John Arnold argued on TFTC that the Fed has hit a fiscal ceiling. The Treasury’s interest expense is already at its limit; hiking rates further would threaten sovereign solvency long before it tamed inflation. The danger extends to the financial system’s plumbing, where spiking Treasury volatility - measured by the MOVE index - threatens to force liquidations by leveraged hedge funds, risking a systemic liquidity crunch.
John Arnold, TFTC: A Bitcoin Podcast:
- The Fed does not have the leeway to get substantially more aggressive or more restrictive across its different facilities and different tools on the strategy market and on rates.
- I think broadly, that's a theme that I would fade as we go forward this year, that the Fed's just going to respond mechanically to higher inflation with higher rates.
Geopolitics tightens the trap. Mel Mattison, also on TFTC, warned that a prolonged conflict in the Middle East could keep oil between $90 and $150, bleeding costs into fertilizers, plastics, and transportation. This creates a 1970s-style stagflationary environment. Peter St Onge of BTC Sessions highlighted the Fed’s historic blind spot: mistaking such supply shocks for monetary inflation and hiking rates into a slowing economy, a move a Deutsche Bank study flagged as the single biggest recession risk.
The structural shift enabling this paralysis is fiscal dominance. Lyn Alden on What Bitcoin Did noted the US entered this danger zone around 2018, when deficit spending outside a recession first exceeded total new private bank lending. The government is now the primary engine of money creation, ‘pre-stimulating’ the economy just to stay solvent. Recessions may no longer bring disinflation, but more debasement.
Lyn Alden, What Bitcoin Did:
- Realistically, I would say that it’s somewhat mattered since the global financial crisis.
- But really, I would say since about 2018, 2019, I think it’s been really mattering, which is to say that we’re shifting more and more toward that kind of fiscally dominant environment.
Not everyone sees immediate crisis. On Forward Guidance, Fed Governor Miran argued that AI and deregulation create a persistent disinflationary drag, and that the Fed should ‘look through’ temporary oil shocks. He views the current policy as unnecessarily restrictive.

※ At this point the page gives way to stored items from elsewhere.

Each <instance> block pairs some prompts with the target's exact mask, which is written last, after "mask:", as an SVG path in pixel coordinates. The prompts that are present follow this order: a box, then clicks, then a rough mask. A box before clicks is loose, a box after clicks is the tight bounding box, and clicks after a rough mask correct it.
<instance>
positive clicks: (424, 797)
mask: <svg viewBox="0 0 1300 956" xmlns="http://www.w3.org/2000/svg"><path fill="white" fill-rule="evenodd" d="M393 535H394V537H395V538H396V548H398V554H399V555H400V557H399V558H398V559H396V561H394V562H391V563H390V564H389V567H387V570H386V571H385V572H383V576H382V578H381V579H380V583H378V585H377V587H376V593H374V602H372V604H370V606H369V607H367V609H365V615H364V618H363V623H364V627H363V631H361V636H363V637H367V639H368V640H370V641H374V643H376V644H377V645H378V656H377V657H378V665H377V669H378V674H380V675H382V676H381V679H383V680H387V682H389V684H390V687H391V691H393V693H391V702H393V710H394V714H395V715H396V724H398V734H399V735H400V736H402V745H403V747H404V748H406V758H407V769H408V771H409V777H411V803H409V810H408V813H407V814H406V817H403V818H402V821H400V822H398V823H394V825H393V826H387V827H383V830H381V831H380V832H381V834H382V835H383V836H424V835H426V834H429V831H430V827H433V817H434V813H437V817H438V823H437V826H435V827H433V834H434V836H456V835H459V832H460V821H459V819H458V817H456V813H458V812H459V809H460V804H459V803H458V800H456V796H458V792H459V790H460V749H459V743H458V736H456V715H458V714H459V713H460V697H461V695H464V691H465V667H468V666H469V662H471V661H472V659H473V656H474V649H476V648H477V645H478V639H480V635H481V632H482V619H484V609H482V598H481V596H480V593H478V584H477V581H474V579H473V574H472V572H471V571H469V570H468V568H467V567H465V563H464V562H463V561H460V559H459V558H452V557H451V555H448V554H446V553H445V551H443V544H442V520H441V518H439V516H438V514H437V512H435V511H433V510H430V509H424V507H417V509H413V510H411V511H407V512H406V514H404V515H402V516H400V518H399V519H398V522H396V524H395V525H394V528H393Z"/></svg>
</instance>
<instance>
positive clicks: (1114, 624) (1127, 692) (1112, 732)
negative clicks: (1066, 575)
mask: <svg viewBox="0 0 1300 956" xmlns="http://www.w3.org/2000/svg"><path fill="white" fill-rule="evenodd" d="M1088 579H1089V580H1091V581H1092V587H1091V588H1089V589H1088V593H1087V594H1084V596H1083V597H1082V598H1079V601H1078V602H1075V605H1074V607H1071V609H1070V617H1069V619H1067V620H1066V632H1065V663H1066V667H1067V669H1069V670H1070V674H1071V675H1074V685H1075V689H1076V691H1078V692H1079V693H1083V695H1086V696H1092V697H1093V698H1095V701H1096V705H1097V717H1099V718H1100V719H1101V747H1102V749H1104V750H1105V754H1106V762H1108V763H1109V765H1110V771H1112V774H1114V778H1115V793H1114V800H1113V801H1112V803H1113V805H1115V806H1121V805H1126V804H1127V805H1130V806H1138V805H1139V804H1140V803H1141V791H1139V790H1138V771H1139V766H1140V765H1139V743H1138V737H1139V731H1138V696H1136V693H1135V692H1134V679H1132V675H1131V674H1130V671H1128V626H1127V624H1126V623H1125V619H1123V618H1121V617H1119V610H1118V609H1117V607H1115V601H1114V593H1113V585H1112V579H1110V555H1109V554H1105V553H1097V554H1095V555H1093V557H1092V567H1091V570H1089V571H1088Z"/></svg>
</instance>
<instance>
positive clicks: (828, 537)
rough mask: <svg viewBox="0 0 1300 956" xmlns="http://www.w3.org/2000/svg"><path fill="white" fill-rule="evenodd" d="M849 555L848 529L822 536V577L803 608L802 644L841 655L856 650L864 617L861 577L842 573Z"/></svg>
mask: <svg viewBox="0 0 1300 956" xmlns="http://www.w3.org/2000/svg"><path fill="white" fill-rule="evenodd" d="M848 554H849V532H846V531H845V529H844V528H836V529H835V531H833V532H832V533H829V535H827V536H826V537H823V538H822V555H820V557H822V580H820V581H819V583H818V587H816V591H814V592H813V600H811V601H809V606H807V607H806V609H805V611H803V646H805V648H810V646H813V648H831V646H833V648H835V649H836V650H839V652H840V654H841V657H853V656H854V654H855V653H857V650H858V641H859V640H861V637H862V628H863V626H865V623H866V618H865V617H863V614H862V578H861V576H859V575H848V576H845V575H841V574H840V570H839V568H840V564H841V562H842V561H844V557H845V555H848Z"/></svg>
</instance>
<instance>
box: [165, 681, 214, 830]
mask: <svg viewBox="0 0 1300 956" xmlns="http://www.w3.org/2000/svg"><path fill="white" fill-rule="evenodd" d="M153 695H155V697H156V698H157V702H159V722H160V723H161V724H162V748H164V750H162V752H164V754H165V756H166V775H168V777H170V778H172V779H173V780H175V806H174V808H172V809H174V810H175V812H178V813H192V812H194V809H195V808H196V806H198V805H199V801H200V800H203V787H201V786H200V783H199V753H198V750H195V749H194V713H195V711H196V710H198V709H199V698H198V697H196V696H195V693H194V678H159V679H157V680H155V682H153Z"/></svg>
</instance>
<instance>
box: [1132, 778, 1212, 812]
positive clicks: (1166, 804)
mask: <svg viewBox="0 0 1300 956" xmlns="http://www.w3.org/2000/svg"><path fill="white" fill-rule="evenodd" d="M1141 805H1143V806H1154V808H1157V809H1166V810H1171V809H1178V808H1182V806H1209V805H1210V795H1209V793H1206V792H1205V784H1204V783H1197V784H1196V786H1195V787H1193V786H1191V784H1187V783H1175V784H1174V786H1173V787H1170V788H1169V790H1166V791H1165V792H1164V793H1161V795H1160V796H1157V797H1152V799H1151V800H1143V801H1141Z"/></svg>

Consensus, however, points toward accommodation. With a $3 trillion deficit looming and foreign demand for Treasuries at 30-year lows, analysts expect the Fed to protect the bond market’s functionality above all else. The historical template, as Arnold noted, may be the 1940s: yield caps, price controls, and rationing to manage inflation while inflating away debt. The choice isn’t between inflation and stability, but between a functioning bond market and a stable currency. The Fed is expected to choose the bonds.